At the wedding feast in Cana, recorded in John’s gospel, Jesus turns water into wine. This is His first public miracle, by which Jesus makes Himself known. John writes, “Jesus did this as the beginning of His signs in Cana in Galilee and so revealed His glory, and His disciples began to believe in Him” (Jn 2:11). 
This past Monday we celebrated the feast of the Baptism of the Lord, and in this Sunday’s readings we hear John give account of that baptism. “I saw the Spirit come down like a dove from heaven and remain upon Him… Now I have seen and testified that He is the Son of God” (Jn 1:32-34). John’s words call to mind the passage from Matthew’s gospel that we read last Monday, recounting the Spirit descending upon Jesus like a dove, and the Father’s voice saying, “This is my beloved Son with whom I am well pleased” (Mt 3:17).
There is an ancient heresy called Adoptionism which holds that at this moment Jesus was “adopted” by God as His Son, and became the Messiah. This is not true. The Church condemns this position, teaching instead that Jesus was always the Son of God, from all eternity. At His baptism God the Father does not “adopt” Jesus by these words, but proclaims for all who can hear what has always been true.
If Jesus was not adopted as God’s Son at His baptism, we might ask, What was the point? What exactly was going on when Jesus was baptized?
When you and I are baptized, several things happen. We are cleansed from original sin. We receive God’s sanctifying grace. We are united to Christ’s death and resurrection, dying to our self and rising again a new creation. None of these things are applicable to Jesus. Jesus is totally without sin. Jesus is the source of grace. He is the resurrection and the life. Jesus’s baptism was obviously for a different purpose than our own. 

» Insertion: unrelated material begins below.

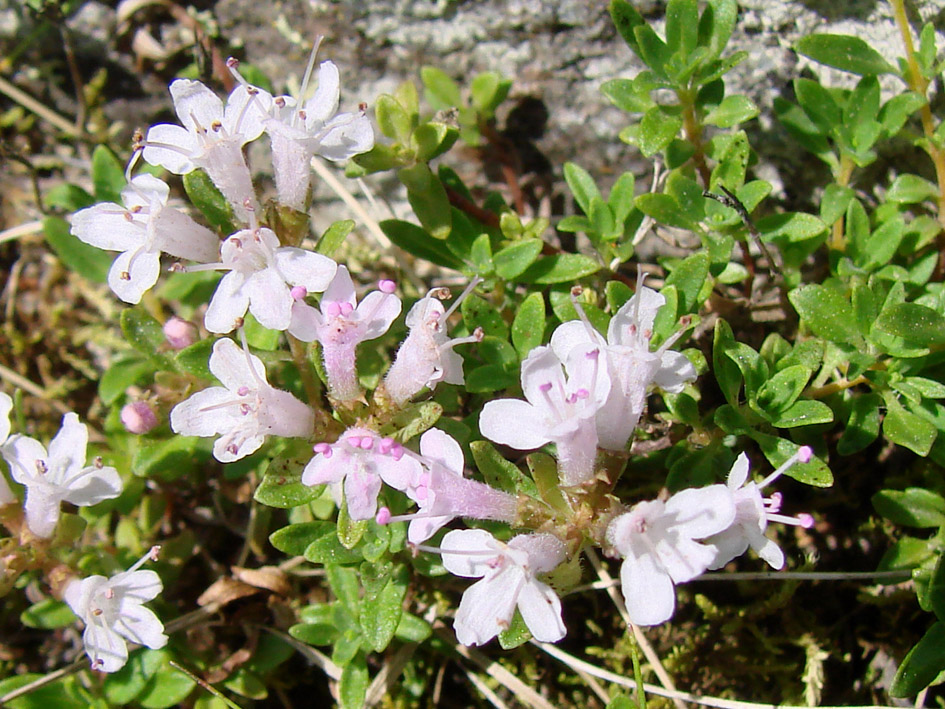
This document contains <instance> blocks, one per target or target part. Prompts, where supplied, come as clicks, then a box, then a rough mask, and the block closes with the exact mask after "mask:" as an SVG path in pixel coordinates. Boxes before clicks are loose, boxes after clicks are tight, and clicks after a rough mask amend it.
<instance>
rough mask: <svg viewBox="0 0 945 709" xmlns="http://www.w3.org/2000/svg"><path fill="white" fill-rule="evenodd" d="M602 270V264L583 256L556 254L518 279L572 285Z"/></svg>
mask: <svg viewBox="0 0 945 709" xmlns="http://www.w3.org/2000/svg"><path fill="white" fill-rule="evenodd" d="M599 270H600V264H598V263H597V262H596V261H595V260H594V259H592V258H590V257H588V256H584V255H583V254H555V255H554V256H545V257H543V258H540V259H538V260H537V261H536V262H535V263H533V264H532V265H531V266H529V267H528V268H527V269H525V271H524V272H523V273H521V274H520V275H519V277H518V279H517V280H518V281H520V282H522V283H538V284H542V285H549V284H552V283H571V282H574V281H577V280H578V279H580V278H584V277H585V276H589V275H591V274H592V273H596V272H597V271H599Z"/></svg>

So why was Jesus baptized? Theologians have put forth several different possible reasons. One suggestion is that He did it as a model for us to follow. Certainly in His baptism Christ sanctified the waters of the earth and instituted the sacrament of baptism as we know it, opening for us this channel of grace. One thing we know for certain — Christ was not baptized for Himself, but for us. 
When John sees Jesus in our gospel reading, he says the same words that the priest says to us today before offering us the Eucharist at Mass. “Behold, the Lamb of God, who takes away the sin of the world” (Jn 1:29). St. Paul teaches that Jesus, who was without sin, “became sin on our behalf” so that we might become righteous (1 Cor 5:21). 
When the One who is without sin is baptized for the forgiveness of sin, it prefigures the suffering and death that the One who is without sin will later undergo as punishment for our sin. Christ rising from the waters of the Jordan prefigures His rising from the tomb. Christ’s Baptism is therefore a manifestation of His mission — His mission of salvation, His mission of dying and rising for the sake of us sinners. 
John the Baptist says that the reason he baptized the Christ “was that He might be made known to Israel” (Jn 1:31). But that knowledge is of no benefit to us unless we act on it. When we are baptized, we follow Christ into the waters of the Jordan and join ourselves to His work of redemption; we are joined to His suffering and death; we are joined to His resurrection and life. 
But baptism for us is only the beginning of our Christian journey, just as Christ’s baptism marked the beginning of His ministry. Each day of our lives we have the opportunity to live united with Christ, making His mercy manifest in our lives, making Him known to others, and by so doing growing in holiness until that day when we join Christ in death and the hope of eternal resurrection.